If you live in the United States, you might want to give the First Amendment of our Constitution a sloppy wet kiss today. Meanwhile, in Thailand, a factory worker is facing 37 years in prison for making a “sarcastic” social media post about the king’s dog.
That’s right, Thanakorn Siripaiboon allegedly said something silly about a dog and he could be spending almost four decades behind bars because of it.
In Thailand, it is against the law to insult any member of the royal family — including the king, the queen or their heirs — but this appears to be the first time that restriction has been stretched to include four-legged members of the household, according to The New York Times.
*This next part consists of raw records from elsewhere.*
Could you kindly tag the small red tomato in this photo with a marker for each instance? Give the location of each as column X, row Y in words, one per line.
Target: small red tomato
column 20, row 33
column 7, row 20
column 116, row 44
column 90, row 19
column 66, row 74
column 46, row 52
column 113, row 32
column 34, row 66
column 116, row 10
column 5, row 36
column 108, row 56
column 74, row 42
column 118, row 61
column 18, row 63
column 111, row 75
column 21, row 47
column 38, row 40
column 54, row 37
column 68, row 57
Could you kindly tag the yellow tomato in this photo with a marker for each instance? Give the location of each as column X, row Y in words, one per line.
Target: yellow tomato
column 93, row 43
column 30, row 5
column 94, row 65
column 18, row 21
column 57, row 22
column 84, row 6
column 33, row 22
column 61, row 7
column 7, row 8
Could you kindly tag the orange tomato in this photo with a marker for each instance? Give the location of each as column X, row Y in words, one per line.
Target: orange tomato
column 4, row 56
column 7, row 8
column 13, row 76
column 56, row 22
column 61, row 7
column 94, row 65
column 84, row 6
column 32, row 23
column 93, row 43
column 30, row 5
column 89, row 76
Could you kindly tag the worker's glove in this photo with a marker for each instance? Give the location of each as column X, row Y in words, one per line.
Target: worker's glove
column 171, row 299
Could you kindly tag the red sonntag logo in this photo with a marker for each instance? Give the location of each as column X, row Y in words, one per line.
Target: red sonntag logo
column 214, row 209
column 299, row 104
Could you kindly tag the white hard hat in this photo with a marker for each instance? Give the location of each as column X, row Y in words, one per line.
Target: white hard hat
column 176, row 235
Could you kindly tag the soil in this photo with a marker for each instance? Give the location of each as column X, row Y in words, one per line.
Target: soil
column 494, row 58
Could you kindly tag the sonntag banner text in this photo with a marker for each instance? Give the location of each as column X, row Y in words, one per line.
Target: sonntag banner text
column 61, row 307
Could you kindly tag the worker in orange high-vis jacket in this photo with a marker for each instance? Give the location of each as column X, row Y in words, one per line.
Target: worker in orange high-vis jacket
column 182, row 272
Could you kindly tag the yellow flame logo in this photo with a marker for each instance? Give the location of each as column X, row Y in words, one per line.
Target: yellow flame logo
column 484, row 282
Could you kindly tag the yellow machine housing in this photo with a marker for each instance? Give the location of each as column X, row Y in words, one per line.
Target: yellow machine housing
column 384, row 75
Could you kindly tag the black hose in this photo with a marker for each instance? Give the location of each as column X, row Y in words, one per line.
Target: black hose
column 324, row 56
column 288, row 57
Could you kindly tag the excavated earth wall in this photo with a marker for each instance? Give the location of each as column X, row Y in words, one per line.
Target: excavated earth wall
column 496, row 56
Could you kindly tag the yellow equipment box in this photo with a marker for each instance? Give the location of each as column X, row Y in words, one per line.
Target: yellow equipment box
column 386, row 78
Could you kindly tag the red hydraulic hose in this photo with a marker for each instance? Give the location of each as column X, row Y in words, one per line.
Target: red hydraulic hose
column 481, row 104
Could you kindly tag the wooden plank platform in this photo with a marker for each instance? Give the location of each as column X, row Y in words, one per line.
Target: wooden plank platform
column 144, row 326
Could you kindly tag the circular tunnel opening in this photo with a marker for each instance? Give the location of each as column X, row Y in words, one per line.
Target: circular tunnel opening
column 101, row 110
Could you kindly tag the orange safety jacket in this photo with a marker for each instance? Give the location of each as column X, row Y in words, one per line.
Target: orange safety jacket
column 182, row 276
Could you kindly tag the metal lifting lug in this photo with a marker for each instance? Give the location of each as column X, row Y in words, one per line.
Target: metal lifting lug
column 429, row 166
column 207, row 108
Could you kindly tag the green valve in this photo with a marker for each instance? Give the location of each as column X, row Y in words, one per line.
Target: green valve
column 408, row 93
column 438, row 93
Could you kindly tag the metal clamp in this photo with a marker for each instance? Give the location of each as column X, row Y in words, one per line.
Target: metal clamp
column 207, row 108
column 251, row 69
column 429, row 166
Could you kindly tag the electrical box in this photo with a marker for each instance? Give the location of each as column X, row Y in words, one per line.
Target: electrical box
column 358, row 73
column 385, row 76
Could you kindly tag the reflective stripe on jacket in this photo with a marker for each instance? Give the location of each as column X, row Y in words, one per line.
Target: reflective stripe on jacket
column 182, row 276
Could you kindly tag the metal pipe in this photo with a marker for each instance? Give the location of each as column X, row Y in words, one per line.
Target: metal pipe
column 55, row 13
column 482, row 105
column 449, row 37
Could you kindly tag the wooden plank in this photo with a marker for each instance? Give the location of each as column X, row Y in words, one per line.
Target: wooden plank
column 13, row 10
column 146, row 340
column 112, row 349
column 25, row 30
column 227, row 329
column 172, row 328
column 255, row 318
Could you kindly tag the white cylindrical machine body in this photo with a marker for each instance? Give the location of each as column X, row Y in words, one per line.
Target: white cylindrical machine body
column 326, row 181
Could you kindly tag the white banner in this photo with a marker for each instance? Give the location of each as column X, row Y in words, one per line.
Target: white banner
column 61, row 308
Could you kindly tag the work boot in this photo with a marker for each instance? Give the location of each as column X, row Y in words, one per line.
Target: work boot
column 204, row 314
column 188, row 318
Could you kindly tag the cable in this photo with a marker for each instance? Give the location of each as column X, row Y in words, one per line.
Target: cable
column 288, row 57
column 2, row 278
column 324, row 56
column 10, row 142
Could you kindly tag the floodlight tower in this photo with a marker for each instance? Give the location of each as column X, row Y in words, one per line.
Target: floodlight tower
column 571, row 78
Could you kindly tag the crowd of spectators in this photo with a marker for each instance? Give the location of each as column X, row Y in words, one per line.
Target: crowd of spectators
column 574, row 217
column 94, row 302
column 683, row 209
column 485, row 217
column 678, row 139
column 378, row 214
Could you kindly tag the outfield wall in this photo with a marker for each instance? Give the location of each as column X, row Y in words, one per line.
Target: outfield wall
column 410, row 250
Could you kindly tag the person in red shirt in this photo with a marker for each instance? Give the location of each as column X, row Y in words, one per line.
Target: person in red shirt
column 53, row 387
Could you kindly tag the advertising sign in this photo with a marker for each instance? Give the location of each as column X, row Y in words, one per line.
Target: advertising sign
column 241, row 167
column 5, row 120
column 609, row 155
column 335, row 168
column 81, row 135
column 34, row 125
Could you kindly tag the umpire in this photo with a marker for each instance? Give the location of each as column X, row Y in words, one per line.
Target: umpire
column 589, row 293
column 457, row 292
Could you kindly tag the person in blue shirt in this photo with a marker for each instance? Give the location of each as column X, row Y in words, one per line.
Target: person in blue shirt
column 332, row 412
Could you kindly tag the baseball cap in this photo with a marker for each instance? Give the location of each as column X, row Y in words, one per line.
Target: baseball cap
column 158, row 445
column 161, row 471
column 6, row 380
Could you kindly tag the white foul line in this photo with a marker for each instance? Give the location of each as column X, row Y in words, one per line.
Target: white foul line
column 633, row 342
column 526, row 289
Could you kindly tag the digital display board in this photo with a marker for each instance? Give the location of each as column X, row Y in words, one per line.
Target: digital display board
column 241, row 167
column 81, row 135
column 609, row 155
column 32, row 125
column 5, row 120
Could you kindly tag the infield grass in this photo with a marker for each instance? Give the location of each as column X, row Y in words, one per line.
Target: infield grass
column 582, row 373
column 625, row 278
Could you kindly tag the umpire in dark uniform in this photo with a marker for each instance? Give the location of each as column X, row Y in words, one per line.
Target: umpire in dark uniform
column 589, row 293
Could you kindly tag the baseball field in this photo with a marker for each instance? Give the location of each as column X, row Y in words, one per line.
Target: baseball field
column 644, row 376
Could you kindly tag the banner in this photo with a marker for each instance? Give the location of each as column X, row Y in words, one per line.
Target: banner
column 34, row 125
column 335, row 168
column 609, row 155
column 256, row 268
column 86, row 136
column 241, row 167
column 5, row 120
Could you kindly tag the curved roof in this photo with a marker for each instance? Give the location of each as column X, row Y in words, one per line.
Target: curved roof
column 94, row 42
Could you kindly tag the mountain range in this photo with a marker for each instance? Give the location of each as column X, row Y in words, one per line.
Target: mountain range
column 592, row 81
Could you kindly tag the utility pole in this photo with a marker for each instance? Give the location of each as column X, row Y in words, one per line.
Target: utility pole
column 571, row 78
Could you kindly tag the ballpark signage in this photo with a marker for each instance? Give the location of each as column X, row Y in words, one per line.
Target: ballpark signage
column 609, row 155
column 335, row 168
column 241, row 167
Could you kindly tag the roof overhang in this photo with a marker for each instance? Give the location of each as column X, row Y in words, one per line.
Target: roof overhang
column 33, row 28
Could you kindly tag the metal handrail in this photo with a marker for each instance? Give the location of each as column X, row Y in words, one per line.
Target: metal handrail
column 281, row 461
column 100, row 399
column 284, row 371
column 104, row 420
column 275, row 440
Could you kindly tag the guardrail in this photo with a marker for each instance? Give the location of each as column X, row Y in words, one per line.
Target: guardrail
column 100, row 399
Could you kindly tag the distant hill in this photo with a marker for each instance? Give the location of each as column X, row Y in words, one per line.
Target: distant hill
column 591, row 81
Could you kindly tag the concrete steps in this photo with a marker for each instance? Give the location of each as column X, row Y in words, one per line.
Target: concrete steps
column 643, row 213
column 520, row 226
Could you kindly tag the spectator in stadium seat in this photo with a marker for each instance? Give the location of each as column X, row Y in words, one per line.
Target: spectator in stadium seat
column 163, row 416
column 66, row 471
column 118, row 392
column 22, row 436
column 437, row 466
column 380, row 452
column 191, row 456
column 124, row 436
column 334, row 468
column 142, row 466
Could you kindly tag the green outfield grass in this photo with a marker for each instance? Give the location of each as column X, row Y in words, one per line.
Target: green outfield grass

“I never imagined they would use the law for the royal dog,” Thanakorn’s attorney Anon Numpa told the Times. “It’s nonsense.”
(It’s not nonsense in Thailand; they take this issue so seriously, that the Thai version of the New York Times even refused to print the story discussing Thanakorn’s case).
— Thomas Fuller (@thomasfullerNYT) December 14, 2015
King Bhumibol Adulyade adopted the dog, Tongdaeng (also known as Copper), after he saw her in an alleyway. The dog reportedly has become so revered that the Thai media uses the term “khun” when it discusses her, a word that roughly translates to mean “ma’am.” In 2002, King Bhumibol wrote a book about the dog, which sold out within hours of its release. She is also the subject of a just-released animated film, called Khun Tongdaeng: The Inspiration. (We can only imagine how glowing the reviews of the movie are… because they have to be).
Thanakorn was arrested at his home last week and presumably remains in custody. Exactly what Thanakorn said to insult the dog has not been made public. The authorities have not yet set a date for his indictment, trial or sentencing.